Dans les débats concernant l’IA, le terme « intelligence », avec sa charge émotionnelle et conceptuelle, prête à confusion et multiplie les malentendus. Il est indispensable sinon de renouveler notre lexique, au moins de l’étendre pour mieux refléter la réalité de ce qu’apporte réellement cette technologie, sans lui conférer une nature qu’elle ne possède pas.
L’expression « intelligence artificielle » suggère qu’une forme de compréhension serait tapie au plus profond de ces mécanismes alors que leur attribuer une « intelligence » entre en contradiction avec leur construction purement algorithmique intrinsèquement dénuée de conscience. Les algorithmes, aussi avancés soient-ils, ne « pensent » pas : ils traitent des données selon des modèles que nous avons préconçus. Ils n’expriment pas d’émotions, ne prennent pas de décisions basées sur des sentiments, en résumé ils ne possèdent pas une intelligence au sens commun du terme.

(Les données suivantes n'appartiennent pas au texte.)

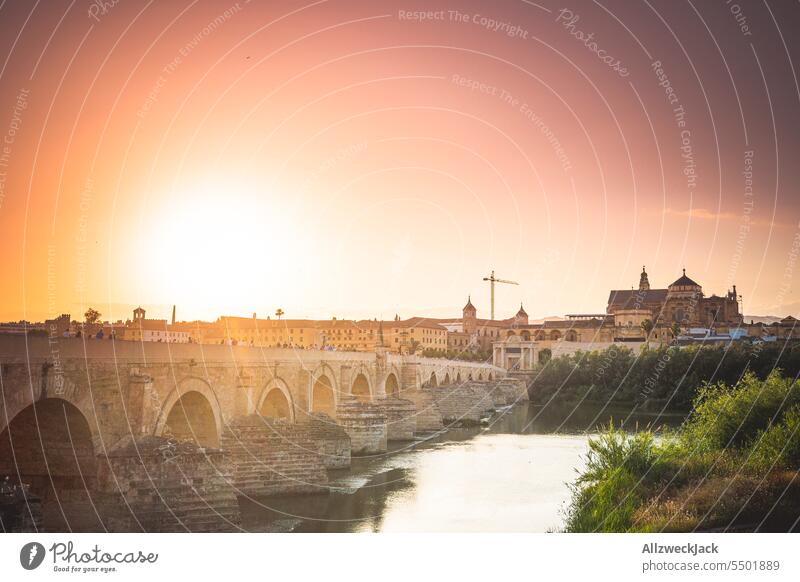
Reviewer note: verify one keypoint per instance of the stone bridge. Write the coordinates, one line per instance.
(124, 436)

La proposition consistant à substituer à l’expression « intelligence artificielle » celle de « renseignement artificiel », voire de « renseignement produit par des moyens numériques de pointe », mérite qu’on s’y attarde. Ce changement terminologique aurait le mérite d’éclairer différemment la nature réelle des technologies concernées. Le mot « renseignement » tel qu’il peut s’appliquer à des agences comme la CIA ou la NSA, se réfère à la collecte d’informations et à leur analyse pour produire du renseignement, c’est-à-dire une information contextualisée pour faciliter la prise de décision. N’est-ce pas ce que les systèmes algorithmiques avancés contribuent à produire ?
Clarifier
À l’évidence, faire évoluer la terminologie contribuerait à une meilleure compréhension des capacités réelles de cette technologie et de ses limites. Ce changement aiderait également à dissiper les peurs irrationnelles qui l’entourent, comme celle de voir des machines se rebeller contre leurs créateurs, des craintes largement alimentées par une terminologie qui prête à l’IA des attributs qu’elle n’a pas.
L’adoption du terme « renseignement artificiel » pourrait également influencer positivement la régulation de l’IA en poussant le législateur à élaborer des lois qui reflètent la nature technique de l’IA, plutôt que de se perdre en conjectures sur l’« intelligence » des machines.
Une dernière dimension concerne l’éducation et la formation. Expliquer l’IA comme un phénomène de « renseignement » plutôt que d’« intelligence » rendrait ses concepts plus accessibles, entraînant une meilleure intégration de ces outils dans certaines professions en favorisant une réflexion raisonnée sur leur impact éthique et social.